You should keep your hand elevated above the level of your heart for several days to avoid swelling and throbbing. Keep it propped up on a stack of pillows when sleeping or sitting up.


What should I expect during my recovery period?

As mentioned, you'll wear the cast for about six weeks to give the fusion time to heal. When the cast is removed, you may have stiffness in the joints on both sides of the fusion.

If you have pain or stiffness that doesn't improve, you may need a physical or occupational therapist to direct your recovery program. The first few therapy treatments will focus on controlling the pain and swelling from surgery. Your therapist may use gentle massage and other hands-on treatments to ease muscle spasm and pain.
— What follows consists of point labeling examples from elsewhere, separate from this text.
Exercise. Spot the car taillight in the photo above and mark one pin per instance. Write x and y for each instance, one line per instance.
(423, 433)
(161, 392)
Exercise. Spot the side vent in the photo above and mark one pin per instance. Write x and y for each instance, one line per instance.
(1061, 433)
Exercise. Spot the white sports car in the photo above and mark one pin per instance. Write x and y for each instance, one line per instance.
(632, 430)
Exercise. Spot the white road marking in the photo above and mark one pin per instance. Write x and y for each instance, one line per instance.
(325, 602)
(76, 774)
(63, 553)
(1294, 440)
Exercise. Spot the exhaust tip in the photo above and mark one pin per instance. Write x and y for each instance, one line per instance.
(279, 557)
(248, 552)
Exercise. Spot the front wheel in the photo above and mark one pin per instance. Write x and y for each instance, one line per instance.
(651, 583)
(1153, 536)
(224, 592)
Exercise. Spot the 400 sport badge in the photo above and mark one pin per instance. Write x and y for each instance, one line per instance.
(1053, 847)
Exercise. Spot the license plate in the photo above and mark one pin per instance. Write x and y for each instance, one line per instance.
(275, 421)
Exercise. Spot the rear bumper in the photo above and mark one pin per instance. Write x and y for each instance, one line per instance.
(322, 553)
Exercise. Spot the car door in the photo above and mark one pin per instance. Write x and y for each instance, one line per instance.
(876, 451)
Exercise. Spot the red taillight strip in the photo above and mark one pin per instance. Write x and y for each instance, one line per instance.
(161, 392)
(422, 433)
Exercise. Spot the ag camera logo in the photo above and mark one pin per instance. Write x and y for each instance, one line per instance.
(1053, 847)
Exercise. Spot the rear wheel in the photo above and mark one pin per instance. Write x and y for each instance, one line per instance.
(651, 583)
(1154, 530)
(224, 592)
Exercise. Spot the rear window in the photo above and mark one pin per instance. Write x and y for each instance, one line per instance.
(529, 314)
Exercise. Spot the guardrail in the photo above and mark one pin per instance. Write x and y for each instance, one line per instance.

Then you'll begin gentle range-of-motion exercise for the joints above and below the fusion. Strengthening exercises are used to give added stability around the thumb joint. You'll learn ways to grip and support items in order to do your tasks safely and with the least amount of stress on your thumb joint. As with any surgery, you need to avoid doing too much, too quickly.

Some of the exercises you'll do are designed get your hand and thumb working in ways that are similar to your work tasks and daily activities. Your therapist will help you find ways to do your tasks that don't put too much stress on your thumb joint. Before your therapy sessions end, your therapist will teach you a number of ways to avoid future problems.

Your therapist's goal is to help you keep your pain under control, improve your strength and range of motion, and regain your fine motor abilities with your hand and thumb. When your treatments are well under way, regular visits to your therapist's office will end. Your therapist will continue to be a resource, but you will be in charge of doing your exercises as part of an ongoing home program.

*Disclaimer:*The information contained herein is compiled from a variety of sources. It may not be complete or timely. It does not cover all diseases, physical conditions, ailments or treatments. The information should NOT be used in place of visit with your healthcare provider, nor should you disregard the advice of your health care provider because of any information you read in this topic.